タイトルに掲げた自民党次期総裁選に話を移します。9名もの候補が乱立し、誰にしようか選択に困っている議員、党員がいることと思います。議員は主義主張を以てこの人!と決めたいものですが、実際にはそうではなく派閥の縛りや、有力者からの指示だったり、論功行賞を期待したりで、様々な思いが交錯して悩むことでしょう。党員も同様ですが、党員はどうせ国会議員の投票で決まると思っているので、それほど縛りはなく、比較的自由に選ぶことができると思います。
さて、この9名の候補・・・裏金問題、旧統一教会問題で自民党に向けられた厳しい視線を浴びながら、危機に瀕した党を立て直すという覚悟があると思います(思いたい)。間違っても、兵庫県の斉藤知事のように権力を振り回したいと思っている人はいないでしょう。あっ、いました。岸田さんです。総理に就任し、地方行脚した際、小学生に『どうして総理大臣になりたかったのですか』と聞かれ、『一番権限が大きいから』と口走ってしまったことがありました!小学生なので、分かり易くと思ったのかもしれませんが、いささか情けない!

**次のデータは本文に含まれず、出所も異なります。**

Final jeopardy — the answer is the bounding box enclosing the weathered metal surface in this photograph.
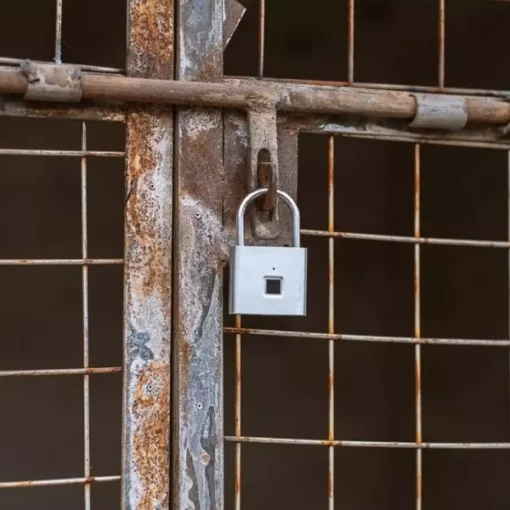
[0,476,120,489]
[0,95,126,122]
[21,60,82,103]
[246,107,280,239]
[225,436,510,450]
[282,115,510,149]
[224,327,510,347]
[409,93,468,130]
[223,110,299,246]
[173,0,227,510]
[223,0,246,49]
[122,0,173,510]
[4,63,510,125]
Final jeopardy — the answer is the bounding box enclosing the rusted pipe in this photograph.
[0,67,510,125]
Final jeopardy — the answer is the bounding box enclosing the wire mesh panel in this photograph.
[0,118,124,508]
[225,132,510,508]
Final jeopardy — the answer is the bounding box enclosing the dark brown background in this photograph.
[0,0,510,510]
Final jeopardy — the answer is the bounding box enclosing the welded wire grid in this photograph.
[254,0,508,97]
[224,135,510,510]
[0,119,124,502]
[0,0,124,73]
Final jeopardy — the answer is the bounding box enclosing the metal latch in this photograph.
[21,60,82,103]
[409,94,468,130]
[247,105,280,239]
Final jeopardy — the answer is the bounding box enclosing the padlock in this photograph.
[230,188,307,315]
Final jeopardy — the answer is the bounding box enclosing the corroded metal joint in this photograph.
[247,103,280,239]
[409,94,468,130]
[21,60,82,103]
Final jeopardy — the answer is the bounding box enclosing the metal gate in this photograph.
[0,0,510,510]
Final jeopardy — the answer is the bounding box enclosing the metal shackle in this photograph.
[237,188,301,248]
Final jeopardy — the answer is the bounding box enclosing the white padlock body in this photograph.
[230,246,307,316]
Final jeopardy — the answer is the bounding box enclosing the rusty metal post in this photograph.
[122,0,173,510]
[172,0,227,510]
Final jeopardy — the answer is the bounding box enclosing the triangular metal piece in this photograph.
[223,0,246,49]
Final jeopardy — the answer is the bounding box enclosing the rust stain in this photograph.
[128,0,173,80]
[131,363,170,510]
[126,110,170,300]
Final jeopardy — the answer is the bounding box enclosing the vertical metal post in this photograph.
[54,0,63,64]
[414,143,423,510]
[328,136,335,510]
[172,0,226,510]
[81,121,91,510]
[438,0,446,89]
[347,0,356,85]
[122,0,173,510]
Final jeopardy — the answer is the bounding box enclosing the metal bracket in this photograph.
[247,106,280,239]
[409,94,468,130]
[223,0,246,49]
[21,60,82,103]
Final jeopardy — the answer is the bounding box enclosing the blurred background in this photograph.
[0,0,510,510]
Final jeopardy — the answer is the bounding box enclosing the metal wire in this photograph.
[347,0,356,85]
[258,0,266,78]
[0,476,121,489]
[224,328,510,347]
[0,367,122,377]
[0,259,124,266]
[225,436,510,450]
[328,136,335,510]
[414,144,423,510]
[81,122,90,510]
[0,119,124,494]
[55,0,63,64]
[301,229,510,250]
[0,57,126,74]
[235,315,242,510]
[0,149,125,158]
[438,0,446,90]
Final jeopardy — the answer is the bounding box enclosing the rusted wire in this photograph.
[347,0,356,85]
[0,476,121,489]
[328,136,335,510]
[258,0,266,78]
[0,149,125,158]
[438,0,446,90]
[225,436,510,450]
[4,68,510,125]
[0,259,124,266]
[414,144,423,510]
[0,367,122,377]
[301,229,510,249]
[234,315,242,510]
[55,0,63,64]
[81,122,90,510]
[224,328,510,347]
[0,57,126,74]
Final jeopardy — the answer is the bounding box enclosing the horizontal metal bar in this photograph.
[0,63,510,125]
[301,229,510,249]
[0,259,124,266]
[231,76,510,98]
[0,57,125,74]
[223,328,510,347]
[0,149,125,158]
[0,96,126,122]
[225,436,510,450]
[0,476,121,489]
[0,367,122,377]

派閥解消で、派閥の縛りがないことから存在感をアピールするチャンスとばかりダメ元で立候補した人はいないのか?9人もいるので、負けてもそれほどダメージはないと思っている人はいないでしょうか?増税しないという候補もいましたが、財源が絵に描いた餅でないことを願いたいものです。
9名の立候補は、56名が立候補した都知事選よりはマシですが、蔵書のアイエンガー教授の選択肢が多いことは一般的に良くないという選択の科学を思い出した次第です。